Ю. Кувалдин представляет Тимофеевского как одного из сумасшедших поэтов, которые сами знают, что они сумасшедшие. Название книги также призвано подтвердить этот тезис. Хотя, как мне кажется, в случае с Тимофеевским говорить о некой "органической" скорбности не совсем точно. Это подтверждают многие ясные и чистые строки, от которых веет свежестью и здоровьем. Ну и к тому же он автор - пусть в этом качестве и неизвестный для большинства - "Песенки Крокодила Гены", безусловно адаптирующей к реальности. Быть веселым в день непогожий, противостоять, настаивать на своем - это вечный путь жизни. Не зря песенка из детского мультфильма на памяти у всех у нас.

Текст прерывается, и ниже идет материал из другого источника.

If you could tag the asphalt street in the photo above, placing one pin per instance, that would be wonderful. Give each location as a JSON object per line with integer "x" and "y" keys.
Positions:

Даже в предельно "скорбных" стихотворениях энергия самого стиха создает в итоге противоположное настроение. Можно сказать, что печаль поэта бодра, а радость меланхолична и в этой эмоциональной двойственности заключен секрет его обаяния. Возможно, было бы точнее назвать книгу - "Песня гневных душой". Песня непрестанно, пусть и без видимого успеха, долбящих стену. В конце концов стена рухнула и погребла их под обломками. Ситуация шестидесятников очерчена достаточно точно (стихотворение "Письмо шестое", помеченное 1992 годом). Но корпус книги составляют стихи, написанные в советскую эпоху. У поэта нет сомнений в своей исторической правоте.
Я разминулся со временем,
Такой анекдот, господа, --
Я в правильном шел  направлении,
А время пошло не туда!
Поэт, как стрелка компаса, всегда показывает подлинное направление. Но гнев его -от торопливости, от невозможности сразу подчинить объективное субъективному, навязать миру свою волю. Образчики "интенсивного монтажа" (по формуле самого поэта) - схватить как можно больше разного и во что бы то ни стало удержать - пример волюнтаризма чистейшей воды: творческое преображение мира подменяется механическим сочетанием его фрагментов. Подлинные удачи - стихи философски-отрешенные, психологически точные, лаконичные. Одно из лучших - "На проспектах твоих запыленных". На нем построил свои размышления и Ю. Кувалдин. Когда он утверждает, что Тимофеевский - поэт нового времени прежде всего потому, что не печатался, это звучит неубедительно. А. Тимофеевский - поэт своего времени, отношения с которым в силу остроты взгляда и максималистской нетерпимости сложились только так, как могли сложиться.
Ибо кризис советской системы - это прежде всего кризис романтизма, тьма низких истин в итоге развенчивает нас возвышавший обман. Впрочем, это не влияет на закладку фундамента нового обмана. Сумма свободы, как уже давно замечено, практически постоянна во всех обществах. Достаточно вспомнить об афинской демократии, окруженной плотным кольцом рабов. Нам дарован лишь призрак свободы - как постоянный импульс движения от старого рабства к новому, еще более изощренному, периодически выпрягающего одних и впрягающего других в перегруженный воз человеческого существования. Мы тянемся к новизне содержания, но обретаем лишь новизну формы. Постоянство мира неисчерпаемо разнообразно.